In the end, the smart grid may prove to be less about lowering ratepayers' bills than better managing increasing power loads. Experts are watching one thing in particular: electric vehicles. The number of plug-in cars and trucks is expected to reach 841,000 in the U.S. by the end of 2015, according to Pike Research.
Itron's advanced meter shipments, which include electric, gas, and water meters, have been far ahead of its competitors in each of the past five years and its projected volume in 2010 is roughly equivalent to the combined volume of its two closest rivals, Sensus USA Inc. and Silver Spring Networks.
Itron, the only publicly traded pure-play meter provider, saw its revenue jump 38 percent from a year earlier to $569 million in the second quarter, while North American revenue of $303 million more than doubled.
The Liberty Lake (Wash.)-based company has 14 million meters currently contracted and has delivered more than 3 million of those. Virtually all of its deliveries have been to its biggest customers: Southern California Edison Co., San Diego Gas & Electric, CenterPoint Energy Inc. (CNP) in Texas, and Detroit Edison Co.
Itron announced a strategic alliance with Cisco on Sept. 1 that aims to create a definitive Internet Protocol-based communications platform for the smart-grid market. By standardizing the communications platform and having a leading network provider as a partner, "we think we can really accelerate adoption" in the industry, says Philip Mezey, chief operating officer of Itron North America.

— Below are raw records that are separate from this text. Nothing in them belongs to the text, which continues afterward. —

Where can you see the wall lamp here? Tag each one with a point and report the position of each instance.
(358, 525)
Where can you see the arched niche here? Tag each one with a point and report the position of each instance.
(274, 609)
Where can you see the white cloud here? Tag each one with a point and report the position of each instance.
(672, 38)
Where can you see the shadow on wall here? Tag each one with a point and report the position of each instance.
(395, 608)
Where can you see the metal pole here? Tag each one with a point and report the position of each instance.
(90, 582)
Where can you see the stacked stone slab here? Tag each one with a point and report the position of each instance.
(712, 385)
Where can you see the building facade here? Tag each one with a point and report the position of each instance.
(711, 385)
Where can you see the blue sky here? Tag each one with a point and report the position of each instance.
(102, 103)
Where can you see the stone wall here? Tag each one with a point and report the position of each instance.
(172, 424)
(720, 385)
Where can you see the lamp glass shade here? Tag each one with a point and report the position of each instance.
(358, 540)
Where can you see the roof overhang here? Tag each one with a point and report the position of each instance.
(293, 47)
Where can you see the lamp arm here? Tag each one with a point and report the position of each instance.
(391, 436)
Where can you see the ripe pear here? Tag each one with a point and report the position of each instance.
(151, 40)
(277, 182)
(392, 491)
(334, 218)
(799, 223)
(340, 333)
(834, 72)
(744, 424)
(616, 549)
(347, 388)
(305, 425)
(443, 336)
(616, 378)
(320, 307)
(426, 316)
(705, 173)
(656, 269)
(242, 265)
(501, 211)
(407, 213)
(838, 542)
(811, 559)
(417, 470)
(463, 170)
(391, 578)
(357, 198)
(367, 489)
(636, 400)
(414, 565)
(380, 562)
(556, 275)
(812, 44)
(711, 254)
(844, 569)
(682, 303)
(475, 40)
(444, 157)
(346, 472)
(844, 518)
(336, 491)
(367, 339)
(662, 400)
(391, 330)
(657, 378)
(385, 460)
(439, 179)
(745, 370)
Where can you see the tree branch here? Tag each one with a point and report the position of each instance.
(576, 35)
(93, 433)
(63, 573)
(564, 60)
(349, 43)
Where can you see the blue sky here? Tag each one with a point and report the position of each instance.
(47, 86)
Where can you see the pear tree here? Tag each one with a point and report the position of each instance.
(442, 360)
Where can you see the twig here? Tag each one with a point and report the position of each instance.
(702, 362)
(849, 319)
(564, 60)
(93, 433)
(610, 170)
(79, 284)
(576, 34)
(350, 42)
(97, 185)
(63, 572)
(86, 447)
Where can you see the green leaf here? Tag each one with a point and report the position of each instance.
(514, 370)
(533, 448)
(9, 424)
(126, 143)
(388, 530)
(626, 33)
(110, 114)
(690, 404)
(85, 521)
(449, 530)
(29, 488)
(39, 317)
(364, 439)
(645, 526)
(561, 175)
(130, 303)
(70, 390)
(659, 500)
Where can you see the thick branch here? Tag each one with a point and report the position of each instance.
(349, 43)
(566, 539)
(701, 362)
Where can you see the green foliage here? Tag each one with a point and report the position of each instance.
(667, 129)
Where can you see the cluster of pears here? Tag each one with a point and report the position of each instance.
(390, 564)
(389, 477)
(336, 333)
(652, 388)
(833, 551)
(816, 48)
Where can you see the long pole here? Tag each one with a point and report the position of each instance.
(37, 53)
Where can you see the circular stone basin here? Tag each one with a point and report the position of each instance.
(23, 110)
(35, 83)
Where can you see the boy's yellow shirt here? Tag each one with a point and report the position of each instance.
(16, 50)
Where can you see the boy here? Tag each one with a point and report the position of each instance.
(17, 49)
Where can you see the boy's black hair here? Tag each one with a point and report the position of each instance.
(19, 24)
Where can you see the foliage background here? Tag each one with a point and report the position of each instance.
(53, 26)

Some industry experts say reliance on any one communication protocol or vendor may be a hindrance, given the need for communication between many different grid-linked devices in the future. This could help give San Jose-based Echelon Corp. (ELON) a market advantage.
Echelon, Duke Energy
Echelon's new control system software platform, ECoS, is designed to be flexible enough to connect to multiple communications mediums such as Wi-Fi, 3G, and 900-megaherz radio frequency.
Duke Energy Corp. (DUK), which serves 4 million customers in five states, signed up on Sept. 3 to be the first user, with a $14.5 million order. Duke could eventually contract for well over 1 million units, Wedbush Equity Research said in a Sept. 9 research note.
Ultimately, semiconductor manufacturers may be the biggest beneficiaries as the smart grid is built. Embedded intelligence distributed throughout the grid will require more microprocessors to analyze information at transformers, substations, and the in-home energy management devices that will control home appliances.
Bazmi Husain, head of the smart grid for ABB Worldwide, a division of ABB Ltd., expects more significant cost savings to come from greater automation to manage power lines, reducing the need for manual work. Husain sees grid modernization and the convergence of power and automation as major sources of future growth. ABB's network-management systems enable the utility to monitor conditions for each of its devices on distribution lines and control them if something goes wrong.
ABB is also making equity investments in smart-grid infrastructure companies such as California-based Trilliant and developing grid-scale energy storage systems, including the world's largest in Fairbanks, Alaska. In May, it acquired Ventyx Inc., which provides software to help utilities better manage equipment and employees.
Capgemini's Roehr says a more realistic goal than saving ratepayers money is handling additional energy demand, with electric vehicles likely the most disruptive factor. With a transformer for every three or four houses, "if two or three of them plug in their electric vehicles at 5:30, they'll kill the transformer and kill the circuit," he says.
The hope is that building out the smart grid won't add costs for consumers. "That will be a challenge," Roehr says.